The work was described recently in the journal Neuron by Brett Kagan, the chief scientific officer of Cortical Labs, a startup in Melbourne, Australia, and nine colleagues at that company.
The authors talk hopefully about the emergence of sentience, a notion that other brain-in-a-dish researchers have also recently floated. But they seem to stand on solid ground when they say their method will help to advance brain science, on the one hand, and computer science, on the other. A bio-neuro-network might model the effects of drugs on the brain in ways that single-cell neurons can't. Also, neurons may show themselves to be more than just protoplasmic logic switches but more like entire computers.

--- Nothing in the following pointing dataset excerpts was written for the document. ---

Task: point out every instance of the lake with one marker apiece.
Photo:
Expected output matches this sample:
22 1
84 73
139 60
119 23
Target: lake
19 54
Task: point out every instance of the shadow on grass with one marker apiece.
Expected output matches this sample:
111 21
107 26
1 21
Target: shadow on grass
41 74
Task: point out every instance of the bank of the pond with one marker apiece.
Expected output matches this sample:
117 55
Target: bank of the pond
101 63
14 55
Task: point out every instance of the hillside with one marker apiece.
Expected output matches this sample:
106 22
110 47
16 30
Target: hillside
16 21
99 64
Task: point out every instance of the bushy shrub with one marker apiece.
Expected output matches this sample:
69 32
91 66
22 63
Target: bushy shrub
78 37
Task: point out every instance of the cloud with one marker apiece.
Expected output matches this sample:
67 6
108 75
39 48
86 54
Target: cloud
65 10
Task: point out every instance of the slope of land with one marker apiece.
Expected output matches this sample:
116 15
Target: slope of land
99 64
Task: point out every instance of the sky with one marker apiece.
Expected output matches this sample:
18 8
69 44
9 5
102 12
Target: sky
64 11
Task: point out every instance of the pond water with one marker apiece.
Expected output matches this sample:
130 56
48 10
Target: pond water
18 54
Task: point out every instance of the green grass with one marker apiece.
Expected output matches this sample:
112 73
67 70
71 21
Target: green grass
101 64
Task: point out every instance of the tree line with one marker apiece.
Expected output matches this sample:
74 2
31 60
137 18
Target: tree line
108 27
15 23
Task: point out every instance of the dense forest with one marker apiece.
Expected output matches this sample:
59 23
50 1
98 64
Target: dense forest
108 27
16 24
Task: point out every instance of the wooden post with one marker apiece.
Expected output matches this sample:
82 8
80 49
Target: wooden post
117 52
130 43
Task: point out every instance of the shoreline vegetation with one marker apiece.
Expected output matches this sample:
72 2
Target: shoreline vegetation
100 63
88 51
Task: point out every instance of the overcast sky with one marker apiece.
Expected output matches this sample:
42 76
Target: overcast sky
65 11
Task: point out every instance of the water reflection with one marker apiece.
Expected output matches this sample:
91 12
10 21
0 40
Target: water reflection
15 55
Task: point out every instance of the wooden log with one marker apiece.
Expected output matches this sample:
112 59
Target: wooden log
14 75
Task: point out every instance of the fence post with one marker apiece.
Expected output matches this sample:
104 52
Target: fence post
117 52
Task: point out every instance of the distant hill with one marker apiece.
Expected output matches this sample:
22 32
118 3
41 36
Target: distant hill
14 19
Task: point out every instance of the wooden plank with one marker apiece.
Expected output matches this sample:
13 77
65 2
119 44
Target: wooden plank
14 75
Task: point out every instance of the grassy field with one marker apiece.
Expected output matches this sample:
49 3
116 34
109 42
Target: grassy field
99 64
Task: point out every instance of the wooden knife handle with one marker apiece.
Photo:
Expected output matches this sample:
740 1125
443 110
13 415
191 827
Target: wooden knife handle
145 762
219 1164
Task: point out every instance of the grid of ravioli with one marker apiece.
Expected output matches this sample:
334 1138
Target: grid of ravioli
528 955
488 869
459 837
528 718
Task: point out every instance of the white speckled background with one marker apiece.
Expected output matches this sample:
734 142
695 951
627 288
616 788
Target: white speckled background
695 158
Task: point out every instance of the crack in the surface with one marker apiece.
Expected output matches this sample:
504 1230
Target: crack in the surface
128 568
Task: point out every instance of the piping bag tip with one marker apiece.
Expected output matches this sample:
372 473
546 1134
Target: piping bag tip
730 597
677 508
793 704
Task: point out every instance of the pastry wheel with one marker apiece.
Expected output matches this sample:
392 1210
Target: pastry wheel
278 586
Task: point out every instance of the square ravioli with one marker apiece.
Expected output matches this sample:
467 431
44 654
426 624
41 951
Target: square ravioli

The question before us, though, is how does the thing play Pong?
Pong-in-a-Dishyoutu.be
First, the electronic scaffolding hits the minibrain with electrical signals that represent the position and movement of the virtual ball. It's rather like the action potential that a firing neuron would use to convey, say, a sensory signal from the eye to the brain. Because the electrodes are placed at different points in the cell network, the system physically represents the different possible locations. Further information comes from the frequency of the signals, which varies with the distance of the ball to the virtual paddle.
The network responds to these stimuli like a motor neuron, sending out a signal that moves the virtual paddle. If the resulting movement causes the ball to bounce, the neural network gets a reward." Failure results in a signal that has the opposite effect.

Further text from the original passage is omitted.